在看完戰場上的快樂聖誕後馬上看了這部,就好像幻想看坂本龍一和鮑爺一起唱了space oddity一樣爽。觀感上心疼這又是一個被短視頻調教出來的不說廢話的剪輯師,但是很多鏡頭語言上又做了挺聰明的處理和恰到好處的停頓,相當于給腦子做了次推拿,爽就行了。
它從頭到尾沒有像《不要擡頭》抓住每個zz隐喻諷刺或像《某種物質》一樣用力過猛目的超強。這片子煙霧缭繞,用最簡單的故事包裹内容,讓整部電影有種神秘的性感——裸露,但不想取悅你,我是說任何一種“權”。
在高包容度的社會環境下上演虛僞“合理化”性服務者的戲碼,鏡頭的聚焦點久久凝視在阿諾拉的身體上,好像在輕輕瘙癢并告訴大家,我識破了你的詭計,所有的結構性“合理化”都隻是假的,所有的階級無奈和悲慘叙事全部融化在女主吐出的電子煙霧裡,隻剩真實的幽默和她無法改變的bitch口音,現實就是這樣。終于有人戳破了脆弱不堪的外強中幹的maddy型女性主義軀殼,也讓人思考到底怎樣才算強大?反正不是她那句“90% of life is confidence,the thing about confidence is no one know if it’s true or not”。
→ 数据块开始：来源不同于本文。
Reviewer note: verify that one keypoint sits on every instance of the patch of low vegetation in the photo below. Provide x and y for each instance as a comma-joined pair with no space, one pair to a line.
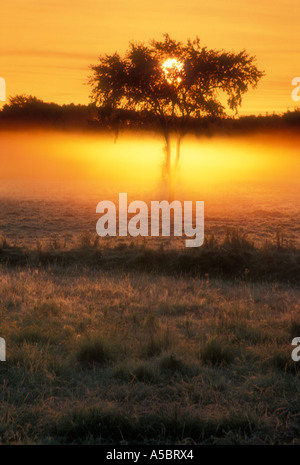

至于伊格爾對阿諾拉的感情,如果不是出于幻想,那也隻是出于對同樣處于邊緣階層另外性别人類的共情與疼惜。看似正确但那對于阿諾拉和觀衆而言,依舊來自于凝視,就像阿諾拉說的“你長了一雙強奸犯的眼睛”,不知道是不是我過度解讀,但我感覺她平白無故不會說這句話,或者說,以她的表達能力,隻能說到這裡,但是她的内心,一定感到了那種異樣的凝視。阿諾拉的回應,也僅僅隻能停留在肉身。他們都無法給出更多,也沒得給。而本質上,阿諾拉很虛僞,她對精英階級的渴望已經掩蓋她對現有因素的判斷,而我覺得她,不會停止渴望。伊格爾是一個脫離精英叙事的人,他開着外婆的車,用最結實的肱二頭肌混着最純愛的街頭,确實,這兩個人,短短共情一場,最終也将一炮而散。